# Possible Affair Advice



## alee1212 (Aug 13, 2014)

Part of me suspects that my husband is having an affair and I don't know what to do. 

We have been together for almost ten years, and married for two. Back in the beginning of our relationship, he wasn't always faithful to me. I ended up forgiving him and we moved forward, and over the next few years I really felt he changed which is one of the reasons why I was okay with marrying him. We have certainly had some ups and downs since we married, but not until recently did I ever think an affair would be one of our issues again. 

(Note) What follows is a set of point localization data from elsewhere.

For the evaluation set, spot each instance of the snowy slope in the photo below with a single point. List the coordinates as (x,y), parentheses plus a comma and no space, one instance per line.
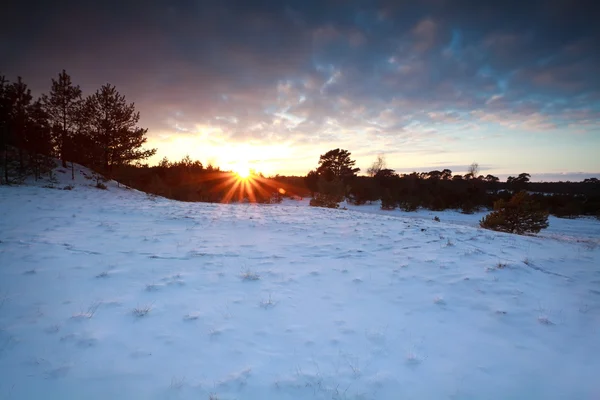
(115,294)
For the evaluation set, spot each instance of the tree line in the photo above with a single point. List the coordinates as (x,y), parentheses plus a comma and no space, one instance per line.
(336,178)
(99,131)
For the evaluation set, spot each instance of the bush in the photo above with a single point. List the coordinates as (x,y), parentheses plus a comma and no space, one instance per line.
(519,215)
(325,200)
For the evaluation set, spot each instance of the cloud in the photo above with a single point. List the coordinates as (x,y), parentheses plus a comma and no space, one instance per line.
(431,73)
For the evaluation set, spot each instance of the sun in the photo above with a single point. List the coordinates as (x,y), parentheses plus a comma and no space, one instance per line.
(242,171)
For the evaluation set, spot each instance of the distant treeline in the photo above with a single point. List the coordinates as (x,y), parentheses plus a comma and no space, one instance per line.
(100,131)
(336,178)
(189,180)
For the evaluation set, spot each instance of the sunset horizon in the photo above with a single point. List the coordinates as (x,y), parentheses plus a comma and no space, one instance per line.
(275,85)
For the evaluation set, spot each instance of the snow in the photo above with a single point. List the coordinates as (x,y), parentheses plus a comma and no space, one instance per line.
(117,294)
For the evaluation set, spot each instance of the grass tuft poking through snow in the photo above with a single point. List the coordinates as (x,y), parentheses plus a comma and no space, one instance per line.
(249,275)
(142,311)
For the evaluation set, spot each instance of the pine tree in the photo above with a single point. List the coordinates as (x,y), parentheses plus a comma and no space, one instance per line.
(62,106)
(337,165)
(19,97)
(4,126)
(38,140)
(113,128)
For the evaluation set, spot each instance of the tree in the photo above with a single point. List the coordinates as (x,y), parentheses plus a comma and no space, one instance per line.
(519,215)
(38,140)
(520,182)
(337,165)
(311,180)
(446,174)
(491,178)
(113,129)
(473,169)
(377,166)
(62,106)
(4,125)
(19,97)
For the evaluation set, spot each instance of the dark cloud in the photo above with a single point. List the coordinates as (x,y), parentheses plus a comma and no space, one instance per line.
(308,70)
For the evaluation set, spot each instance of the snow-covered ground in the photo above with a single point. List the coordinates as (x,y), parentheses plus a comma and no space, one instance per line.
(118,295)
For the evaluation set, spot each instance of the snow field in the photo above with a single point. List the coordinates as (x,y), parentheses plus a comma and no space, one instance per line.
(116,294)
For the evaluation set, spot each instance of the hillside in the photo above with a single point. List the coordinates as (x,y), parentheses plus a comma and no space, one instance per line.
(116,294)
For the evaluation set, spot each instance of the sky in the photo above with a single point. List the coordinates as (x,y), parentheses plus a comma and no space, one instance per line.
(434,84)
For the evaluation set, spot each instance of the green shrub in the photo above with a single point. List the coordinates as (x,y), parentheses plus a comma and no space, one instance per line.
(325,200)
(519,215)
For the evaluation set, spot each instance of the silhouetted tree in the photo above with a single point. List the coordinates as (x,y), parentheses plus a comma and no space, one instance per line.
(446,174)
(519,215)
(337,165)
(38,140)
(518,183)
(377,166)
(113,129)
(19,97)
(473,170)
(4,126)
(62,105)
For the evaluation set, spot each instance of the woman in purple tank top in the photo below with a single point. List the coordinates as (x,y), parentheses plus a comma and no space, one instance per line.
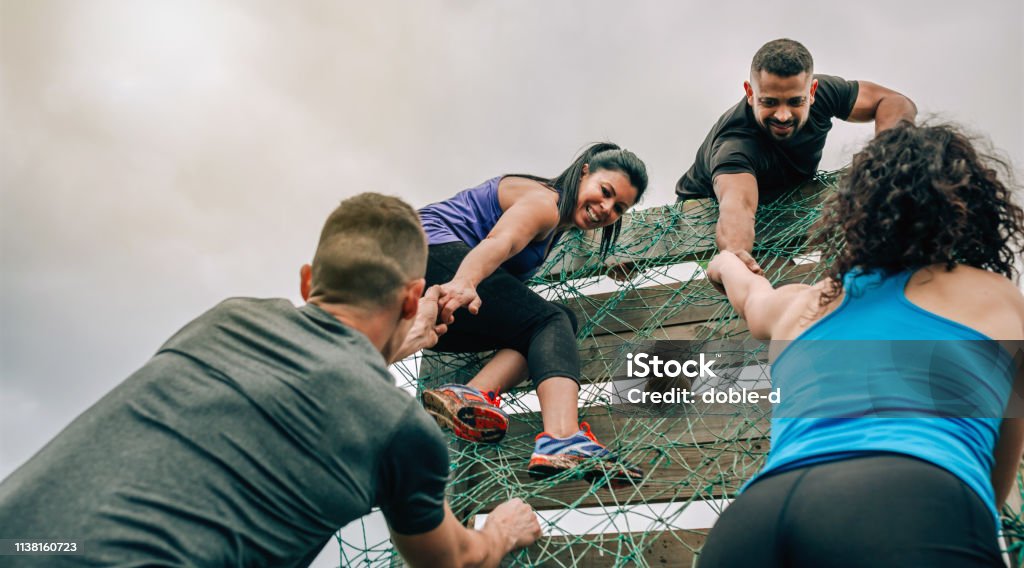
(902,454)
(483,244)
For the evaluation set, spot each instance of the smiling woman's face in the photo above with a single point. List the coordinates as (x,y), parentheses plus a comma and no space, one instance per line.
(603,197)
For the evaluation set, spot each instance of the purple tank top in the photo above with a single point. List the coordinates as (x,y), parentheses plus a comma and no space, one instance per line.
(469,216)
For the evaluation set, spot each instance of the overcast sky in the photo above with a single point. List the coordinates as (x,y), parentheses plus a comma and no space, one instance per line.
(161,156)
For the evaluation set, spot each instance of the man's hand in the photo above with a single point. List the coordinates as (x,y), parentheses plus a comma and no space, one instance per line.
(721,260)
(748,259)
(514,524)
(425,331)
(455,295)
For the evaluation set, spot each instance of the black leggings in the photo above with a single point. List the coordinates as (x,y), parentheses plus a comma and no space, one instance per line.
(877,511)
(511,316)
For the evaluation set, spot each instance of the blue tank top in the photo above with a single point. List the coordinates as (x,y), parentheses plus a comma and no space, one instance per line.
(882,375)
(469,216)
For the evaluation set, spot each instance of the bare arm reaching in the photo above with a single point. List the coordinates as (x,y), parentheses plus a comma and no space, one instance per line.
(886,106)
(737,199)
(510,526)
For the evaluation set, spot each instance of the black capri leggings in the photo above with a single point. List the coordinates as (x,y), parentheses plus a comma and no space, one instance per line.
(511,316)
(877,511)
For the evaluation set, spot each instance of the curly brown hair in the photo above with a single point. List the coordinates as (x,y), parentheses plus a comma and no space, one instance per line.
(918,195)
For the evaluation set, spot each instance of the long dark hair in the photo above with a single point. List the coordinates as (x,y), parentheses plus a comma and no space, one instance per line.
(918,195)
(601,156)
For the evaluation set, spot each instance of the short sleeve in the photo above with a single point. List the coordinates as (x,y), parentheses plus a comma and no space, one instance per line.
(733,155)
(414,472)
(836,95)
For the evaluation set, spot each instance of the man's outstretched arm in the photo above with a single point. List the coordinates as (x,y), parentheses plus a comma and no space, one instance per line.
(511,525)
(737,204)
(886,106)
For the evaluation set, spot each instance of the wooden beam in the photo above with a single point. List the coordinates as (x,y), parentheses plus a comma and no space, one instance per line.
(675,549)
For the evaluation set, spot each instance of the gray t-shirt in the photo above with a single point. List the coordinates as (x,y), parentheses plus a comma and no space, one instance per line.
(254,434)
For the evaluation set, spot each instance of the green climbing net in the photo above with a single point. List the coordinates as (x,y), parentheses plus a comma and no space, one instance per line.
(697,455)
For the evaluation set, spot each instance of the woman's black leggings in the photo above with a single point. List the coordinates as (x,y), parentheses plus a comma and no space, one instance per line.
(877,511)
(511,316)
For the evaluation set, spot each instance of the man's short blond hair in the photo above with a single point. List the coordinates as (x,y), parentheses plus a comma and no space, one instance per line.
(371,246)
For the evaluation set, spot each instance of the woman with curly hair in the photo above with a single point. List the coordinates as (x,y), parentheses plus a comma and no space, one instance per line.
(890,452)
(484,243)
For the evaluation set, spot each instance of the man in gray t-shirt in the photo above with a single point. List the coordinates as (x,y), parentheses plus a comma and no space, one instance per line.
(260,429)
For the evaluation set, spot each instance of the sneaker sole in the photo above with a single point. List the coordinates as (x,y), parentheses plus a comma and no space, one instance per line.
(474,424)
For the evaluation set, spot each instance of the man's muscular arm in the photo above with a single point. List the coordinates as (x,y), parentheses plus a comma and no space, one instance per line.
(886,106)
(737,203)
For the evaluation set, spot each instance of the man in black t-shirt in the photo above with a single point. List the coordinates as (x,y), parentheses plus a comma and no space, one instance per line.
(260,429)
(771,141)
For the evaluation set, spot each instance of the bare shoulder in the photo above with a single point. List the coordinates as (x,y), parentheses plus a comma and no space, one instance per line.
(513,189)
(985,301)
(804,309)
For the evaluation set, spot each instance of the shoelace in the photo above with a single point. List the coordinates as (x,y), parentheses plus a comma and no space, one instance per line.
(493,397)
(587,432)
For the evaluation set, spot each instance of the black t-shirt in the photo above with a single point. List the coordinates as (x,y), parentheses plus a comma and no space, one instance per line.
(738,144)
(254,434)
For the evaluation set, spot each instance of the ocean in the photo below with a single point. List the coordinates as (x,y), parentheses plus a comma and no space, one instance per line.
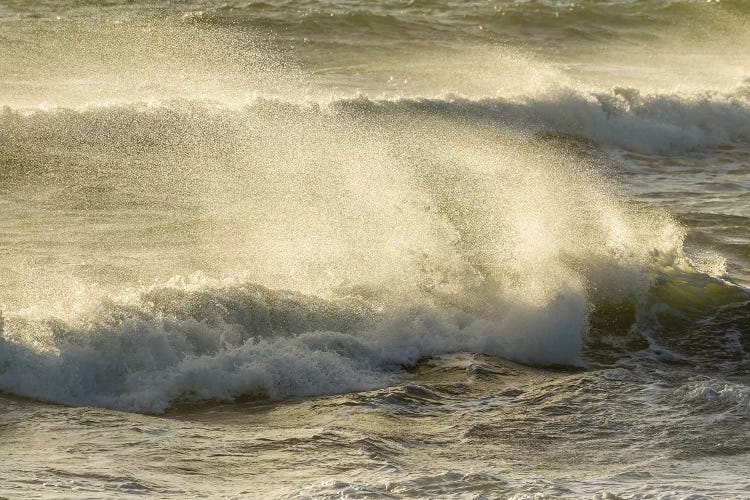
(376,249)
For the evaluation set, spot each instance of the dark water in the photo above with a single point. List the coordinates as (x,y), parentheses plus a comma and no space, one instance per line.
(375,249)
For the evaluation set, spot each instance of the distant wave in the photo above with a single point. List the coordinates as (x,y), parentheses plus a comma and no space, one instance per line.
(647,123)
(622,117)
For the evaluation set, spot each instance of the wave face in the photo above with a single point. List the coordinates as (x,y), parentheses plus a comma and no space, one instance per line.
(400,242)
(198,210)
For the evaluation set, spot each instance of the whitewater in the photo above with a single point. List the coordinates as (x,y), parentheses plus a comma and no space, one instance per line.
(407,249)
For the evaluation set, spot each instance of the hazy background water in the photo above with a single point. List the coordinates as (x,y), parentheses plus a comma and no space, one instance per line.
(375,249)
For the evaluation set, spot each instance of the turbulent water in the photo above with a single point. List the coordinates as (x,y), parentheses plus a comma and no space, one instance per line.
(409,248)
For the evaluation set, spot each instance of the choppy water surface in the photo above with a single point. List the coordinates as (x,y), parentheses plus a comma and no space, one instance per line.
(387,249)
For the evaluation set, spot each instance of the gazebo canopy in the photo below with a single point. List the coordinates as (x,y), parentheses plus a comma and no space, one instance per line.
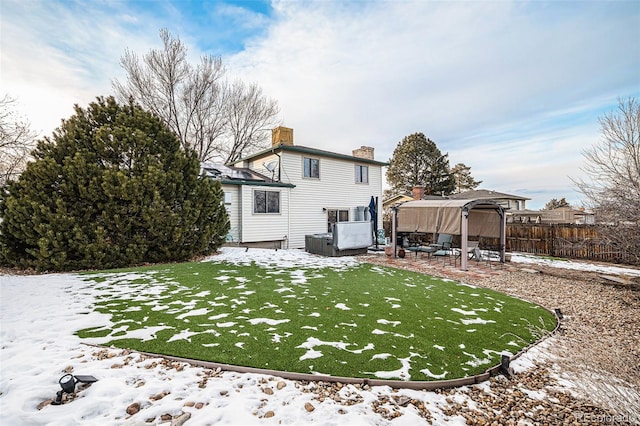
(476,218)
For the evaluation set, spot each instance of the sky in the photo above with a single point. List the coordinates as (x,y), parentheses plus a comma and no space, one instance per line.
(512,89)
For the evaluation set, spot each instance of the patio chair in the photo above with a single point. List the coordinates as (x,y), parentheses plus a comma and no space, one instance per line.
(442,240)
(446,252)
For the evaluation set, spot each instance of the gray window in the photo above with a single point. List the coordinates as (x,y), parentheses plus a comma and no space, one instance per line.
(362,174)
(266,201)
(311,167)
(334,216)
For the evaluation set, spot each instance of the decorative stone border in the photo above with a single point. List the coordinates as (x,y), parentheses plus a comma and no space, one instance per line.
(398,384)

A few weeks ago, two family members of mine (who I don't speak to) told my sister that they saw him driving with a blonde girl in the car who they thought was me (but it was not). I confronted my husband and he insisted that this wasn't true and after awhile of discussing it with him, I decided to take his word over theirs. Then, just the other day, I came across numerous e-mails from a woman who is semi-local to us, and they are all invitations for him to go link to certain accounts of hers. She also added him to her "circle" on Google. I'm honestly not sure what that is, but there was a picture of her included in these e-mails and she does have blonde hair. Again, I asked my husband about it and he said he had no idea why he was receiving them and that they were Spam. I have never heard of receiving Spam from someone local, nor has this ever happened to me on my Google account. My husband became very defensive and angry over it. He called me "stupid" and "dumb," and he also tried to turn the situation around and make an accusation of me. May I add that the accusation he tried bringing up was from back before we married when we broke up for a three-month time frame. I have tried bringing up us considering marriage counseling, and he refuses to go. So I'm not sure where to go with any of this. 

I'm unsure if I sound silly but even if I do, there is something telling me things aren't right. I just can't quite put my finger on it and I have nothing else to go on at the moment. I'm not looking for any harsh judgement... just advice and/or opinions would be greatly appreciated as I am hurting and not knowing what to think or where to go with it.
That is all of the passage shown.